No need to apologise for the wording of your post.  I had no trouble understanding what you meant and found it a thoroughly sensible and realistic comment.  Thank you.


----------



## Calliope (28 October 2011)

Julia said:


> No need to apologise for the wording of your post.  I had no trouble understanding what you meant and found it a thoroughly sensible and realistic comment.  Thank you.




I totally agree. kimcasablancas' post is the most sensible made on this thread so far. There is no doubt that educated women are less likely to allow their bodies to be used as a vehicle for the production of children above the population replacement levels.


----------



## Sean K (30 October 2011)

Some startling figues here off wiki:

*Projections of population growth*

According to projections, the world population will continue to grow until at least 2050, with the population reaching 9 billion in 2040, and some predictions putting the population in 2050 as high as 11 billion.

According to the United Nations' World Population Prospects report:

The world population is currently growing by approximately 74 million people per year. Current United Nations predictions estimate that the world population will reach 9.0 billion around 2050, assuming a decrease in average fertility rate from 2.5 down to 2.0.

Almost all growth will take place in the less developed regions, where today's 5.3 billion population of underdeveloped countries is expected to increase to 7.8 billion in 2050. By contrast, the population of the more developed regions will remain mostly unchanged, at 1.2 billion. An exception is the United States population, which is expected to increase 44% from 305 million in 2008 to 439 million in 2050.

In 2000-2005, the average world fertility was 2.65 children per woman, about half the level in 1950-1955 (5 children per woman). In the medium variant, global fertility is projected to decline further to 2.05 children per woman.

During 2005-2050, nine countries are expected to account for half of the world's projected population increase: India, Pakistan, Nigeria, Democratic Republic of the Congo, Bangladesh, Uganda, United States, Ethiopia, and China, listed according to the size of their contribution to population growth. China would be higher still in this list were it not for its One Child Policy.

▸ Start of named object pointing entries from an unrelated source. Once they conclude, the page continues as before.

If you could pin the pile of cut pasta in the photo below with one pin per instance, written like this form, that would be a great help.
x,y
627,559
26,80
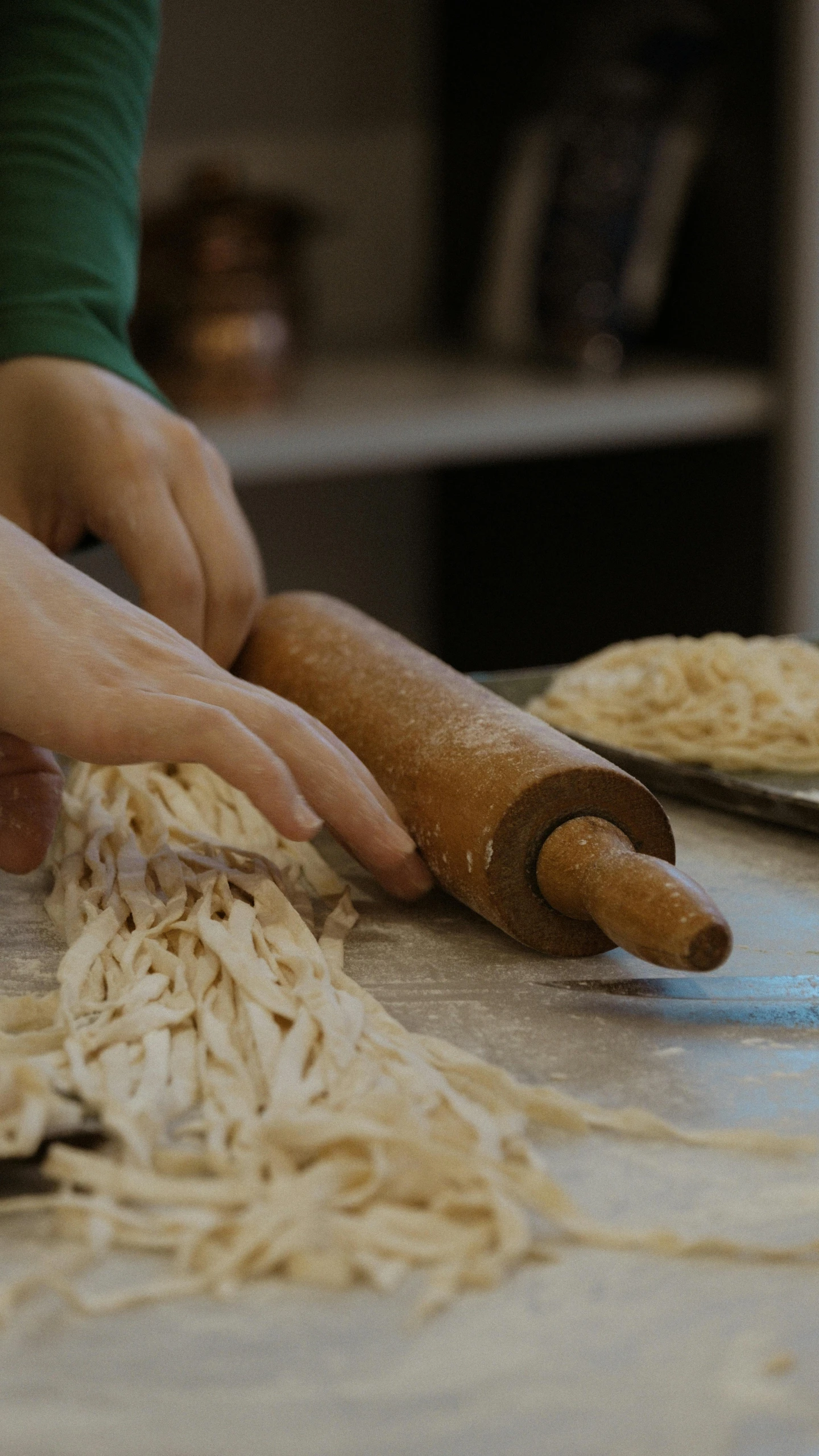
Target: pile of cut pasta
x,y
722,699
265,1116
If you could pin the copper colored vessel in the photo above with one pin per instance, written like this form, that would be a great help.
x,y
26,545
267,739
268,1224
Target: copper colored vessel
x,y
222,299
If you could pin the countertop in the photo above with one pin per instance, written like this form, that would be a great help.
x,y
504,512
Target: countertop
x,y
598,1355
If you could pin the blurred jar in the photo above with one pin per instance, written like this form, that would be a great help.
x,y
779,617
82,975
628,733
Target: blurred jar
x,y
220,309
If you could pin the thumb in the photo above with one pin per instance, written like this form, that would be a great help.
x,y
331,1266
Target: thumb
x,y
31,791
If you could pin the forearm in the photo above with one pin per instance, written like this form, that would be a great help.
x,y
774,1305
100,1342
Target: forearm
x,y
75,84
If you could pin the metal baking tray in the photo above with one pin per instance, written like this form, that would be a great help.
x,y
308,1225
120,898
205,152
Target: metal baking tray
x,y
781,798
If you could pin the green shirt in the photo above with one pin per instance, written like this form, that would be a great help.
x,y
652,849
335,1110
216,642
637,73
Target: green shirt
x,y
75,85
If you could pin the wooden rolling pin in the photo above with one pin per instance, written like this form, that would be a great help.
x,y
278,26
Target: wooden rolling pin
x,y
559,848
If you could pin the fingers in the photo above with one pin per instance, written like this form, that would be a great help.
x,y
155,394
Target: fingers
x,y
31,793
155,546
189,731
338,787
225,545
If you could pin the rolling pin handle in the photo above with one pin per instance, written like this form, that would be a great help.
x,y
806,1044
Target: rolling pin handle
x,y
588,870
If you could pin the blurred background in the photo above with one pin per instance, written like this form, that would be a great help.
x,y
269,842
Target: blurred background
x,y
505,318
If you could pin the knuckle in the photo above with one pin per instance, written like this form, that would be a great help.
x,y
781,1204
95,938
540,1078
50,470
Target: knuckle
x,y
188,585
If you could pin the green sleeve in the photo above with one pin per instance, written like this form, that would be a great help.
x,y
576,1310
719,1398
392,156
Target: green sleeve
x,y
75,85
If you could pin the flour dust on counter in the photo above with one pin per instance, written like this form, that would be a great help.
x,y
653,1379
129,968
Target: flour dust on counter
x,y
265,1116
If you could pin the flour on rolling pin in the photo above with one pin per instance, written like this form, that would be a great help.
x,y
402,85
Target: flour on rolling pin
x,y
482,787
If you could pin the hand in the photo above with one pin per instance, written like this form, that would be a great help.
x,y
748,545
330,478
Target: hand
x,y
92,676
85,451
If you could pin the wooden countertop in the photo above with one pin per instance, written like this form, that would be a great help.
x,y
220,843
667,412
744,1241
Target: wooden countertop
x,y
600,1355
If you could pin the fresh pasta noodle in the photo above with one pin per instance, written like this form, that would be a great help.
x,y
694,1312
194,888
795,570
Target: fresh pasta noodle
x,y
265,1116
725,701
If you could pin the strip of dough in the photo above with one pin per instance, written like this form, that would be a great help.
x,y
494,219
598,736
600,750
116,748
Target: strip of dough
x,y
267,1116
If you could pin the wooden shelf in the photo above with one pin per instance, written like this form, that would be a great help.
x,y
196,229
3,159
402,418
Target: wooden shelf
x,y
360,415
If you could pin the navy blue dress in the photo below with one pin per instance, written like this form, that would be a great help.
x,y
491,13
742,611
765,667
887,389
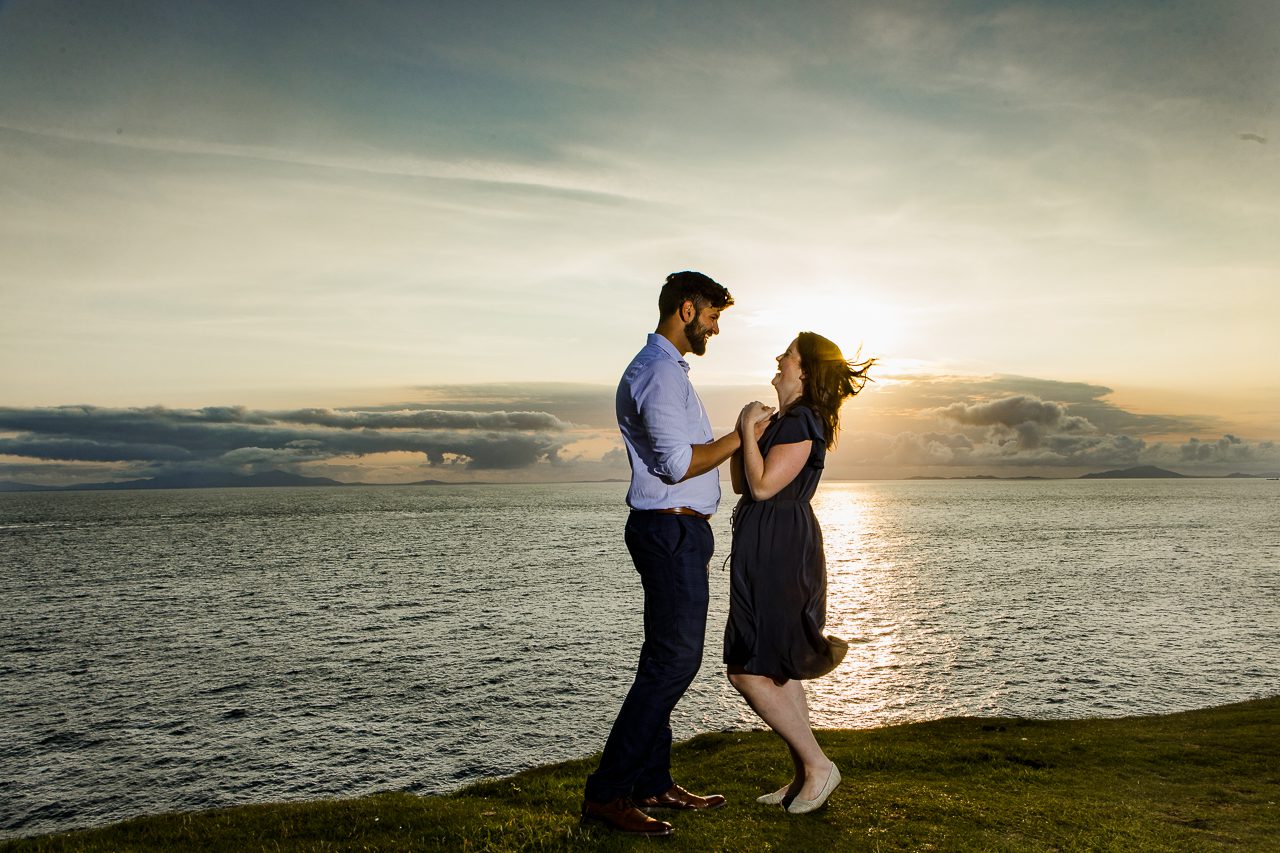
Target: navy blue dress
x,y
778,571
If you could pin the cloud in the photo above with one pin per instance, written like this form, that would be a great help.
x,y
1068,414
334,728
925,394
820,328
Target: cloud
x,y
238,438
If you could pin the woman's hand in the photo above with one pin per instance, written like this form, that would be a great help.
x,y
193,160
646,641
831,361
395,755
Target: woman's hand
x,y
754,416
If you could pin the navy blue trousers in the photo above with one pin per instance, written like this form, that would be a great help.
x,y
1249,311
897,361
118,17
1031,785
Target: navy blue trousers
x,y
671,552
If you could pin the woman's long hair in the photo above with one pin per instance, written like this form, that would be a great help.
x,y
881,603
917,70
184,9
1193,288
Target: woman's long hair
x,y
828,379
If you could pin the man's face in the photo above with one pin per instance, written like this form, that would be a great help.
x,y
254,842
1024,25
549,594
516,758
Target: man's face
x,y
704,324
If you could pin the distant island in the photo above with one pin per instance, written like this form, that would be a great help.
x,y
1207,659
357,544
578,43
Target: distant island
x,y
223,480
1137,473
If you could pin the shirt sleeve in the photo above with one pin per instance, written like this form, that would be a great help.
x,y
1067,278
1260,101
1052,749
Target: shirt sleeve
x,y
662,400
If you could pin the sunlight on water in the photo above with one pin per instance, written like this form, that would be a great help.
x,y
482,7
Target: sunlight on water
x,y
205,648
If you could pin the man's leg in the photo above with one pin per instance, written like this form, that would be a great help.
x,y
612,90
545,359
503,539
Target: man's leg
x,y
671,553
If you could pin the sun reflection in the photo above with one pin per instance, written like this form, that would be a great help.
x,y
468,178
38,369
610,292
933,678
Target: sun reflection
x,y
862,587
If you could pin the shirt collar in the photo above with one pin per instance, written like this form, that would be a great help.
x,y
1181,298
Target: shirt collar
x,y
667,347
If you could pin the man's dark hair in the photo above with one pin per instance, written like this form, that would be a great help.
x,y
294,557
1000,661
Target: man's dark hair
x,y
702,290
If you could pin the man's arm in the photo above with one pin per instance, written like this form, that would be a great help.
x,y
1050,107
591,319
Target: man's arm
x,y
709,456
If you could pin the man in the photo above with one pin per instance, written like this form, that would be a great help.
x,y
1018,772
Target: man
x,y
673,492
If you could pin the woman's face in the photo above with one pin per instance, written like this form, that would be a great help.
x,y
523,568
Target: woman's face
x,y
789,381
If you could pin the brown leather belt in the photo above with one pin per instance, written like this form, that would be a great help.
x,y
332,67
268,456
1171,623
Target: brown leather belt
x,y
684,510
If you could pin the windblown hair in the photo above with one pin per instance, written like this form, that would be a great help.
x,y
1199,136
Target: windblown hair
x,y
828,379
689,284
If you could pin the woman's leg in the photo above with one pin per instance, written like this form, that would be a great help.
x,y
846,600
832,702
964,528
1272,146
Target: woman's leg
x,y
784,708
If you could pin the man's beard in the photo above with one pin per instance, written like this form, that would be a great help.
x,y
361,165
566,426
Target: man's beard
x,y
696,336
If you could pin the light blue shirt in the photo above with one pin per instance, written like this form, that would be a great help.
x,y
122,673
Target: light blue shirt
x,y
661,418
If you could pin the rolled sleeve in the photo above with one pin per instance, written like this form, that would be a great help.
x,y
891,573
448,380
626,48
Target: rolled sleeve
x,y
661,398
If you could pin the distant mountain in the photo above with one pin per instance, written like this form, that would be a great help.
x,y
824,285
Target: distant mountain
x,y
209,480
1137,473
9,486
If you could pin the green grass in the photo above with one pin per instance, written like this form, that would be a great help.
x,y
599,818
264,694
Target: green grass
x,y
1200,780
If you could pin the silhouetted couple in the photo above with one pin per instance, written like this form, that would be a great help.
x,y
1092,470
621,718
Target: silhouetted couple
x,y
777,602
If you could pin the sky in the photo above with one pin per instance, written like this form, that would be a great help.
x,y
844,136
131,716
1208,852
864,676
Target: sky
x,y
403,241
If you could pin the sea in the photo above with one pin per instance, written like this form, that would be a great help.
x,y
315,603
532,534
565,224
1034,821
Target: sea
x,y
190,649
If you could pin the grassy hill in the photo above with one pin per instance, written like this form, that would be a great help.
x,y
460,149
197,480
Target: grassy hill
x,y
1200,780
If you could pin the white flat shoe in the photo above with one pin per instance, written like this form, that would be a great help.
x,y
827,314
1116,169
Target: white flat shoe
x,y
805,806
776,797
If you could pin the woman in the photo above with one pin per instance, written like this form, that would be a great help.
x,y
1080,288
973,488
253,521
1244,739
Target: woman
x,y
778,584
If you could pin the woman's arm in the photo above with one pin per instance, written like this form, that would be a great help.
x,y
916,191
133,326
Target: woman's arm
x,y
767,475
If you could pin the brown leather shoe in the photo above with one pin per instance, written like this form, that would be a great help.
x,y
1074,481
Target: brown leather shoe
x,y
677,797
624,816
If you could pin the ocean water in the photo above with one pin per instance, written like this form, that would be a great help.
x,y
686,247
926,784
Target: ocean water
x,y
188,649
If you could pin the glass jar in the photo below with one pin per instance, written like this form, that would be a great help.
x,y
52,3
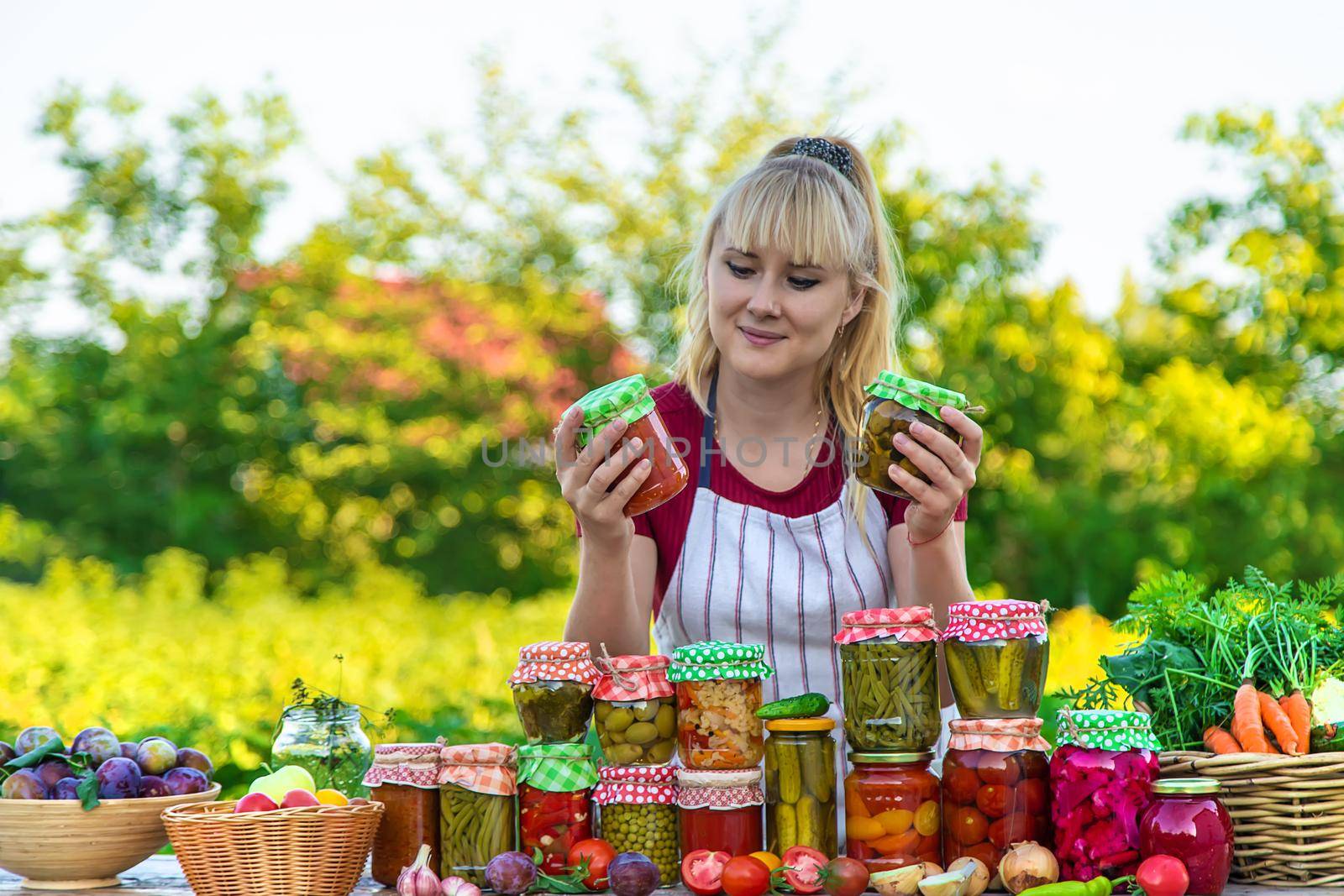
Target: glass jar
x,y
405,779
629,399
721,810
635,711
893,817
1100,781
476,808
800,785
638,813
889,673
1189,821
553,691
328,741
894,403
718,691
995,789
998,653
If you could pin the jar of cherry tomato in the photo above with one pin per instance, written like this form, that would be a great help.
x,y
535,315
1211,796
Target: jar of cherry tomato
x,y
1100,782
555,801
1189,821
718,691
629,401
995,789
891,812
721,810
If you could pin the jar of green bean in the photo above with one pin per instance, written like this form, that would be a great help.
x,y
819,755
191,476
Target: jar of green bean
x,y
889,671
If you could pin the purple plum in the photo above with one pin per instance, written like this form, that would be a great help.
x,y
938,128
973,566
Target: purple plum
x,y
24,785
118,778
100,743
188,758
186,781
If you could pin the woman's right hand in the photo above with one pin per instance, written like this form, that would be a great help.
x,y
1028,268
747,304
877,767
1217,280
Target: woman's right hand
x,y
586,479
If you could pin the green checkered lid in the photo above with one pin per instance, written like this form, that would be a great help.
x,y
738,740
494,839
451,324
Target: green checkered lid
x,y
918,396
628,399
1106,730
710,660
557,768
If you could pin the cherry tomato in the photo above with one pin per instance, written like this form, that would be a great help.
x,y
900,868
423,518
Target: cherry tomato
x,y
804,864
702,872
598,855
745,876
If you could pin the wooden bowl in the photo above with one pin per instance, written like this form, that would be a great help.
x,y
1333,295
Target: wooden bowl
x,y
54,844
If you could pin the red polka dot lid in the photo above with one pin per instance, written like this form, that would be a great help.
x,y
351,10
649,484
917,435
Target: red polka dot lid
x,y
995,620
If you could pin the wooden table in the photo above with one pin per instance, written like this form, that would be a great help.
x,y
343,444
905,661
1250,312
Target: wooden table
x,y
160,876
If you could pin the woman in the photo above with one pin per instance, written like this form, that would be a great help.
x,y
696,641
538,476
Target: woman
x,y
795,300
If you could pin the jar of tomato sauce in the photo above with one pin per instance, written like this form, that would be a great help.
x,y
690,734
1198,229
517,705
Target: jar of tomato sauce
x,y
995,789
1189,821
891,812
721,810
555,801
628,399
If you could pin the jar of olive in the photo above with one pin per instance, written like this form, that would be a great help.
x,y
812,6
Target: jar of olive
x,y
635,711
638,813
894,403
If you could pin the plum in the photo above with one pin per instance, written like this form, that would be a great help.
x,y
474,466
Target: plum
x,y
118,778
188,758
100,743
186,781
156,755
24,785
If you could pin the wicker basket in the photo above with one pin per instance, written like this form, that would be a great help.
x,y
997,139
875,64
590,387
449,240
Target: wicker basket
x,y
1288,813
313,851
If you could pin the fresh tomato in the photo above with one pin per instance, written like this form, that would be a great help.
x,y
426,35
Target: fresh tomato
x,y
804,869
1163,876
598,855
846,876
702,871
746,876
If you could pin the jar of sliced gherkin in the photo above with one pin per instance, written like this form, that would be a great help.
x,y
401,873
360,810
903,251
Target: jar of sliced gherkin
x,y
638,813
476,808
998,653
553,691
635,711
889,672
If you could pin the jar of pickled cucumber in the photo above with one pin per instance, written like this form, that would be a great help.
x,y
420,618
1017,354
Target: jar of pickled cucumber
x,y
476,808
553,691
638,813
894,403
635,711
800,785
889,676
996,654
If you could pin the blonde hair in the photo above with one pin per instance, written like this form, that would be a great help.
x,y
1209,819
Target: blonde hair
x,y
806,208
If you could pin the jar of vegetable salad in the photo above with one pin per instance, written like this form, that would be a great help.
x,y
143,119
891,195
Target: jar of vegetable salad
x,y
718,689
889,669
629,399
1101,785
476,808
998,653
553,691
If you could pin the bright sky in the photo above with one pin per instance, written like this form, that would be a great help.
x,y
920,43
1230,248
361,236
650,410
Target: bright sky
x,y
1086,96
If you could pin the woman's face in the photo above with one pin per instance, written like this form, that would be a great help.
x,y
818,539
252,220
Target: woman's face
x,y
768,317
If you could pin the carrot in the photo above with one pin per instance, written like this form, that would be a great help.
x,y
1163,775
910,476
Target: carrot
x,y
1220,741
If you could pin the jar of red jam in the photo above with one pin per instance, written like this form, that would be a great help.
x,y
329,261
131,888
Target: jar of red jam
x,y
555,801
891,812
721,810
1189,821
629,399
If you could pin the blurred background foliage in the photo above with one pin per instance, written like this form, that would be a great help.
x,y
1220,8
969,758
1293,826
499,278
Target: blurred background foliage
x,y
308,423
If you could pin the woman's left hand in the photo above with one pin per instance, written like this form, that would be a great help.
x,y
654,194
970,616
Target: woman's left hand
x,y
949,466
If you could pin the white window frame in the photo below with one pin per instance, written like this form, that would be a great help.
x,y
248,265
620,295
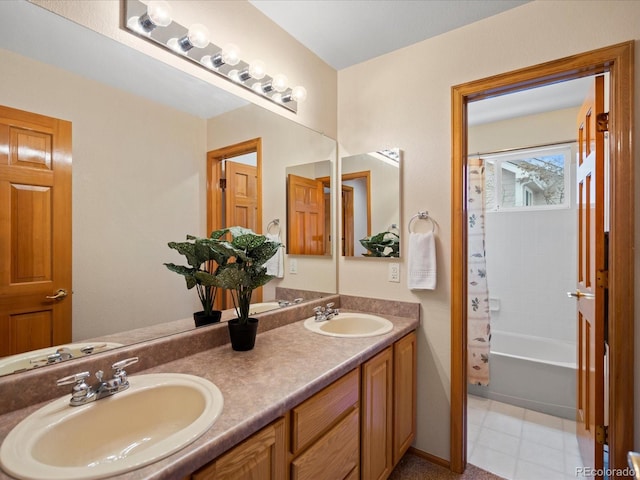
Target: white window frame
x,y
500,158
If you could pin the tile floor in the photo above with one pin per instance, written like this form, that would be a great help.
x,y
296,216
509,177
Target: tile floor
x,y
520,444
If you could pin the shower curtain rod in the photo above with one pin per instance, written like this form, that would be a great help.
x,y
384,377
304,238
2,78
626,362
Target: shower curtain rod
x,y
507,150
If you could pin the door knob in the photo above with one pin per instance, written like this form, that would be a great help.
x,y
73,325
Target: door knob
x,y
579,294
59,295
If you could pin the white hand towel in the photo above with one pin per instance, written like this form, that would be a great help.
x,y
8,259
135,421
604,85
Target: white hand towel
x,y
421,261
275,265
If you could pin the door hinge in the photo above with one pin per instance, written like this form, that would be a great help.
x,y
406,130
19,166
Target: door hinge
x,y
602,279
602,122
602,434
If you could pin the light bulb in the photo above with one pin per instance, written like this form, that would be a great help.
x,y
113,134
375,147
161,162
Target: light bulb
x,y
299,93
234,75
257,69
198,35
230,54
159,13
279,82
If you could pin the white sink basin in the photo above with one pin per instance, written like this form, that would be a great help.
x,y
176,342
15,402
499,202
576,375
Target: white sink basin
x,y
156,416
350,325
38,358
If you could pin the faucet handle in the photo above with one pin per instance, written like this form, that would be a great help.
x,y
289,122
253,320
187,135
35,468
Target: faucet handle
x,y
120,375
78,378
124,363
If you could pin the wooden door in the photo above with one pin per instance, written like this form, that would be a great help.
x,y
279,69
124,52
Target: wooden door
x,y
242,195
591,283
377,416
347,221
35,231
305,216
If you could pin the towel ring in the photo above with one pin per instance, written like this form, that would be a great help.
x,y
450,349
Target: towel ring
x,y
274,223
422,216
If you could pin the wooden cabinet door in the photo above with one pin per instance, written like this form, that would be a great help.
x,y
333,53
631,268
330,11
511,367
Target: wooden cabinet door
x,y
404,395
377,413
334,456
260,457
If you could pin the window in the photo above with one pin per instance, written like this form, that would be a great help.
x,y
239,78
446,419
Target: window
x,y
531,179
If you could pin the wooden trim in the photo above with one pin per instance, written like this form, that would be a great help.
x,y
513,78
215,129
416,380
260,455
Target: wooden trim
x,y
367,176
618,60
429,458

Global life expectancy at birth, which is estimated to have risen from 46 years in 1950-1955 to 65 years in 2000-2005, is expected to keep rising to reach 75 years in 2045-2050. In the more developed regions, the projected increase is from 75 years today to 82 years by mid-century. Among the least developed countries, where life expectancy today is just under 50 years, it is expected to be 66 years in 2045-2050.
The population of 51 countries or areas, including Germany, Italy, Japan and most of the successor States of the former Soviet Union, is expected to be lower in 2050 than in 2005.

During 2005-2050, the net number of international migrants to more developed regions is projected to be 98 million. Because deaths are projected to exceed births in the more developed regions by 73 million during 2005-2050, population growth in those regions will largely be due to international migration.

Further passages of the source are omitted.